Bonus bonus:  Here's the fuel filler.

maschinenbau
maschinenbau GRM+ Memberand PowerDork
1/9/24 9:33 a.m.

This is a really cool project! Any way to make your pictures larger? They appear very small for some reason.

rdcyclist
rdcyclist GRM+ Memberand HalfDork
1/9/24 11:52 a.m.
rustomatic said:
but that might be kind of stupid if I then still have to cut out the floor and spray weld all over (near new wiring/fuel lines).

"Spray Weld" another term to add to the GRM vernacular. When I use one I learned years ago from I think Curtis, "Firing the parts cannon" everybody knows what I mean. Even people who don't work on cars cuz I use it sometimes when attempting to fix systems at work which are not cars...

rustomatic
rustomatic HalfDork
1/9/24 2:20 p.m.
maschinenbau said:

This is a really cool project! Any way to make your pictures larger? They appear very small for some reason.

I've been trying to stay with the 400 pixels as a top (which is admittedly far too lame), but I tried 500 on one and it worked, so I'll continue to try increasing size until the bar crushes my windpipe . . . or I just get rejected.

rustomatic said:
maschinenbau said:

This is a really cool project! Any way to make your pictures larger? They appear very small for some reason.

I've been trying to stay with the 400 pixels as a top (which is admittedly far too lame), but I tried 500 on one and it worked, so I'll continue to try increasing size until the bar crushes my windpipe . . . or I just get rejected.

i'm pretty sure the forum software automatically resizes if pix are too large.

rustomatic
rustomatic HalfDork
1/22/24 7:19 p.m.

Seat belts were not a feature in 1956, for cars, anyway.  There will be some seat belts in this truck.  First though, some ridiculous mounts were needed:

This art installation began with some 1/8" plates fully welded to the floor as though I were installing a roll bar, but no, it was just for some week-kneed seat belt mounts.  Said "mounts" are actually 1/4" shock mounting tabs from Ruff Stuff Specialties that I did not find an appropriate use for in time, so seat belt mounts they became.  I figured that maybe this would be a bit more structurally sound than the through-the-sheetmetal mounting they did in the '60s . . .

Have you noticed how good I am at using my wife's Nikon?  Me neither.

If one has seatbelts, one must also probably have seats, so I got some.  It took two tries, as old trucks were small, made for small people (by modern standards).  Smittybuilt Jeep seats it is:

Since the cab is so short leg-wise, the seats basically need to be right angles.  These things are comfy enough, as I don't intend to drive this thing 2000 miles at a time.  I'm also not tall . . .

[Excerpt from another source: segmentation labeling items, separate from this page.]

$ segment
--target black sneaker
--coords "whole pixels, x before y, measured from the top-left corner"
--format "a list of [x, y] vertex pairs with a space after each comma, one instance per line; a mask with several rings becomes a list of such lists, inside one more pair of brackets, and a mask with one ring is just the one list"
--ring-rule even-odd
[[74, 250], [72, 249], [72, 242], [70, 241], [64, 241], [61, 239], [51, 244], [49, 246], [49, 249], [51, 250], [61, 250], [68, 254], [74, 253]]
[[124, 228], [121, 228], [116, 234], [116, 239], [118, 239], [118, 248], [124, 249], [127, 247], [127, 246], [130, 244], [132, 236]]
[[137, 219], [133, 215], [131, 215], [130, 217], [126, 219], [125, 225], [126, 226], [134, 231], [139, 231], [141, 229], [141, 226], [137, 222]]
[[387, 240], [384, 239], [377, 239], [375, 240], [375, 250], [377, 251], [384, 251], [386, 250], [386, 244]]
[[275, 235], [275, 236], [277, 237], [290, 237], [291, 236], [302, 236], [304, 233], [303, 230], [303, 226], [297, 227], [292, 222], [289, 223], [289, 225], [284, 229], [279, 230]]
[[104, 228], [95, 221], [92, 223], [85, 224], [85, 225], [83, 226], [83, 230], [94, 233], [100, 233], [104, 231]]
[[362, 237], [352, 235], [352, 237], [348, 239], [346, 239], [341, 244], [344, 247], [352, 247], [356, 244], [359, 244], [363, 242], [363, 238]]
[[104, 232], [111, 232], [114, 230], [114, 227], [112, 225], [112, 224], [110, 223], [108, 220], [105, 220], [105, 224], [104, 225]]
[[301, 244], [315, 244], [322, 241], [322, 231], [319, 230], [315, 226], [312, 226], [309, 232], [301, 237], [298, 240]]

The floor of course needed more sheets of metal, so more metal was annoyingly, slowly, painfully burned into place:

On the driver's side, I had to make a spot for the transfer case shifter.  Since the truck came with the linkage that came with the 2000-era transfer case, I figured I'd try to place things about where they'd go in a more modern vehicle.  What you see in the picture includes part of a circle track shifter I'll be using (which will allow geometry pretty much parallel to the Chevy stuff, but with heim joints in the linkage).

I'd really like to stop huffing smoke from all of the different substances that have been adhered to the cab of this thing some time soon.  Nearly there . . .

Mr_Asa
Mr_Asa GRM+ Memberand UltimaDork
1/22/24 7:41 p.m.
AngryCorvair (Forum Supporter) said:
rustomatic said:
maschinenbau said:

This is a really cool project! Any way to make your pictures larger? They appear very small for some reason.

I've been trying to stay with the 400 pixels as a top (which is admittedly far too lame), but I tried 500 on one and it worked, so I'll continue to try increasing size until the bar crushes my windpipe . . . or I just get rejected.

i'm pretty sure the forum software automatically resizes if pix are too large.

The ones in this thread were taken with a 50MP phone camera, default setting 8160 X 6120.  Fire away.